Cómo llegar a ser japonés by Ramón Illán Bacca Linares

Cómo llegar a ser japonés by Ramón Illán Bacca Linares

autor:Ramón Illán Bacca Linares [Bacca Linares, Ramón Illán]
La lengua: spa
Format: epub
Tags: Relato, Otros, Humor
editor: ePubLibre
publicado: 2010-01-01T00:00:00+00:00


NADIE DIGA SER MÁS QUE GARCÍA

“Estoy petrificada”, me dijo la vecina de asiento en el momento en que el avión dio una vuelta cerrada para aterrizar.

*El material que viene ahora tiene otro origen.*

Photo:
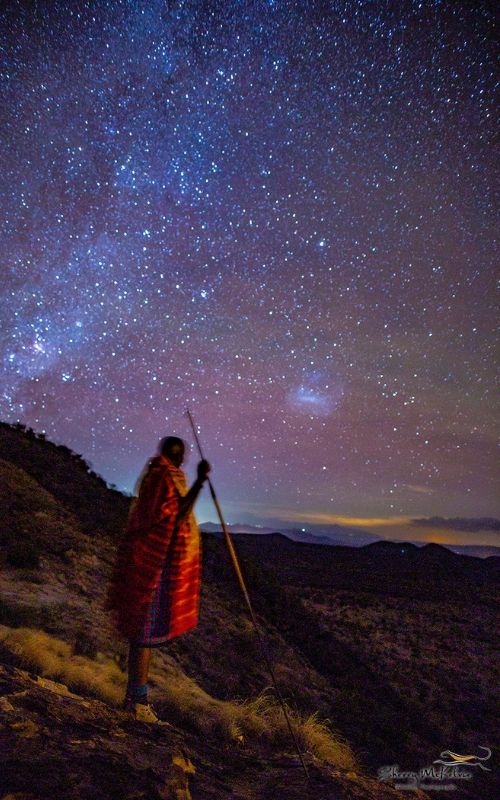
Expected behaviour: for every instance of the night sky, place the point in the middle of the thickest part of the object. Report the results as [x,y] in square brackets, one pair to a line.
[279,214]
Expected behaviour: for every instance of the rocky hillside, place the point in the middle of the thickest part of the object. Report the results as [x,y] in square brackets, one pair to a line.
[354,637]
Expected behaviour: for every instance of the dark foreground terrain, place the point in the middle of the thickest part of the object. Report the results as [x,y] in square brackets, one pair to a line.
[389,646]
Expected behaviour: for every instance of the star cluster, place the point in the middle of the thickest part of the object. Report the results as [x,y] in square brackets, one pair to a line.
[279,214]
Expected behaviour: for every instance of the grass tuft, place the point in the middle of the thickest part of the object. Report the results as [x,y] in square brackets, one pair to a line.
[180,699]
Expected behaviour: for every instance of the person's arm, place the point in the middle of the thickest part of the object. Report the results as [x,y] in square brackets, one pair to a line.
[187,502]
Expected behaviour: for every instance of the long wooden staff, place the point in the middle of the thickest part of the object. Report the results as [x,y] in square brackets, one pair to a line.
[241,581]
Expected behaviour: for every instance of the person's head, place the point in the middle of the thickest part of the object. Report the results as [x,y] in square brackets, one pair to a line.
[173,448]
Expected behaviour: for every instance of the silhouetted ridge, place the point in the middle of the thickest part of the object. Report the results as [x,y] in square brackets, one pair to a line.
[67,476]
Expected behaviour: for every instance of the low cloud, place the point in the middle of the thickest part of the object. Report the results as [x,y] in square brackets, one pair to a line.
[469,524]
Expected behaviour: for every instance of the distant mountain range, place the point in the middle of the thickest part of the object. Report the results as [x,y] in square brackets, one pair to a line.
[339,535]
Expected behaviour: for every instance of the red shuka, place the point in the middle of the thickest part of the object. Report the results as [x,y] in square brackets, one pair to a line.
[154,538]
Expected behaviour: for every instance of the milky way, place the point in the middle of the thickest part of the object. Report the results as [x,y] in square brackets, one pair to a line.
[279,214]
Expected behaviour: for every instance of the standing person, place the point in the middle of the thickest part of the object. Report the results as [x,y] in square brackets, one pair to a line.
[154,592]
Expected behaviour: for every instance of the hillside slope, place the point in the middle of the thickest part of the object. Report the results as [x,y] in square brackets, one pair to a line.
[335,621]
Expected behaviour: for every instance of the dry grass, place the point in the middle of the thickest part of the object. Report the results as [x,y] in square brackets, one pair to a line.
[179,697]
[52,658]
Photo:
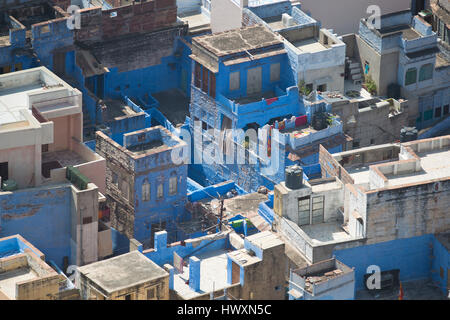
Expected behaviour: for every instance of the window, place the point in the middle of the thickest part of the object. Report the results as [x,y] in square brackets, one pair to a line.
[5,69]
[197,75]
[151,294]
[160,191]
[145,191]
[426,72]
[212,85]
[317,210]
[275,72]
[322,87]
[173,185]
[410,76]
[366,67]
[428,115]
[303,211]
[234,80]
[437,112]
[115,178]
[205,80]
[124,188]
[87,220]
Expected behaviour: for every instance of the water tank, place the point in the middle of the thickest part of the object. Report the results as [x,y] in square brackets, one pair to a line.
[294,177]
[9,185]
[320,121]
[408,134]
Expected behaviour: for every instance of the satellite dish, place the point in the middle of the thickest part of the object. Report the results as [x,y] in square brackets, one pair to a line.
[215,204]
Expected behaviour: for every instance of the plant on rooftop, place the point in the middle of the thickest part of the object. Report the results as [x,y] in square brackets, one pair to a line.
[370,85]
[302,89]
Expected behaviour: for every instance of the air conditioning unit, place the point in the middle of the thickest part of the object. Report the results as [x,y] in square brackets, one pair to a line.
[287,20]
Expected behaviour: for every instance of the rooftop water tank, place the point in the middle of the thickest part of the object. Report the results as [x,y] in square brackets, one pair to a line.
[9,185]
[294,177]
[408,134]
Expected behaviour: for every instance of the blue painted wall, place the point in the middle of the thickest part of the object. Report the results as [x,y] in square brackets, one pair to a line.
[164,254]
[441,259]
[413,256]
[42,217]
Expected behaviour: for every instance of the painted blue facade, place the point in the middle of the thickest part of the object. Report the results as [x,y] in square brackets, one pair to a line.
[416,258]
[42,216]
[154,169]
[418,73]
[12,246]
[162,253]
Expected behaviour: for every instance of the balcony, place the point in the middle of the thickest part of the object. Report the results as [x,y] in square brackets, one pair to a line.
[262,107]
[300,136]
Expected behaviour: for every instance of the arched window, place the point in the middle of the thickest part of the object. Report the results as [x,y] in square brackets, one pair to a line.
[411,76]
[173,183]
[426,72]
[145,190]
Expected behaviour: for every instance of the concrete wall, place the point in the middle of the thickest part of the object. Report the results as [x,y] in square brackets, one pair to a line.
[138,17]
[399,212]
[223,22]
[413,256]
[91,291]
[42,216]
[22,164]
[330,14]
[163,251]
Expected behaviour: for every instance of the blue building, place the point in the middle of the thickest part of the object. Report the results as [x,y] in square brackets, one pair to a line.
[404,59]
[243,83]
[326,280]
[146,183]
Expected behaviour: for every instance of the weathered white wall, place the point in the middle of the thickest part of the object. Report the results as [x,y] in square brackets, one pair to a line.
[343,16]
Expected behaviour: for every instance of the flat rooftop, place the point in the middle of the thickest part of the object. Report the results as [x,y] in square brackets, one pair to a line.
[196,20]
[173,104]
[360,172]
[326,232]
[9,279]
[408,33]
[116,108]
[16,87]
[124,271]
[213,275]
[276,22]
[238,40]
[309,45]
[435,165]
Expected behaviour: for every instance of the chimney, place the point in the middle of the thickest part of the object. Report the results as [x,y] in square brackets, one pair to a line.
[194,273]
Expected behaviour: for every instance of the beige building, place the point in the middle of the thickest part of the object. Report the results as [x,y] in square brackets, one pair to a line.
[41,123]
[24,275]
[130,276]
[366,196]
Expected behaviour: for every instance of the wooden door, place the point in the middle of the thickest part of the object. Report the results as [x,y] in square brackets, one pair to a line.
[254,80]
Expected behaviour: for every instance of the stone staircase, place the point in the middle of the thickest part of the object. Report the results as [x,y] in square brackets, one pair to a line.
[88,127]
[354,71]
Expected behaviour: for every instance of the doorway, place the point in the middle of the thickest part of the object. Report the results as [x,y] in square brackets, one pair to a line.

Compartía su susto, pero también tenía otros. ¿Cómo era esa universidad a la que había llegado con una beca dada por el propio arzobispo? ¿Cómo sería la estadía en el Palacio Amador con mi acudiente, monseñor García? ¿Pasaría el examen de admisión, en el que la respuesta correcta a cuáles eran las influencias ideológicas de la Independencia debía ser no que lo fuera la Revolución francesa sino la “Summa Teológica” de Santo Tomas? “Cuidado te equivocas”, me advirtió uno de mis coterráneos, que ya lo había pasado y sabía de esa trampa. ¿Me amañaría en esta ciudad industrial y recatada?, según la opinión de mis tías, quienes se desvelaban porque mi edificio espiritual permaneciera intacto. Única cosa en la que podían ayudar, porque dinero no había. Por lo pronto se había descartado la fría, gris y corrupta capital, en la que no importaba tanto los estudiantes muertos en las calles por la dictadura militar sino esas “chicas night” (esa fue la expresión empleada por mis tías y que califico como un éxito del eufemismo) que abordaban a los universitarios cuando salían de “estudiar” de los cafés de la Séptima.

Así fue como después de haberme comprado dos vestidos enteros en un almacén de ropa usada y de haber marcado con mis iniciales todos los pañuelos, me llenaron un baúl —que tenía las calcomanías que indicaban los hoteles por donde había pasado— con muchas cosas innecesarias: calzadores, zapatos cubanos de dos tonos, guayaberas, betún blanco, lo cual demostraba que ni la geografía ni las costumbres del interior del país eran los fuertes de las señoritas Bastidas. Mi padrino, monseñor Servando, y su hermano, el arzobispo, guiarían en forma inmejorable mis pasos por el camino del bien.

En un instante me encontré bajando por la escalerilla del avión, al lado de la señora todavía temblorosa, y que para mi sorpresa llevaba bajo el brazo una revista “Playboy”. Mientras salía de mi perplejidad, descubrí un viejo cura alto, que parecía salido de una litografía española del siglo pasado, con sotana, esclavina, zapato con hebilla, sombrero eclesiástico y banda morada, distintiva de su alta jerarquía. Era mi padrino, quien me saludó con un abrazo y me reveló que el manto protector buscado por mis tías era bastante maloliente. Olor que no se disipó dentro del Cadillac modelo 48, en el que nos dirigimos al palacio arzobispal. Me aliviaba el hecho de estar absolutamente fascinado por las virtudes del vehículo. Un vidrio se había levantado entre el asiento trasero y el del chófer, y por medio de un micrófono interno mi padrino le indicaba la ruta que debía seguir.

Cuando llegamos quedé deslumbrado por esa mansión, construida por uno de los hombres más rico del país en el siglo pasado, don Robustiano Amador, quien la había legado a la Iglesia con la carga de que se debía, por todo el tiempo que existiera, decir misas por su salvación.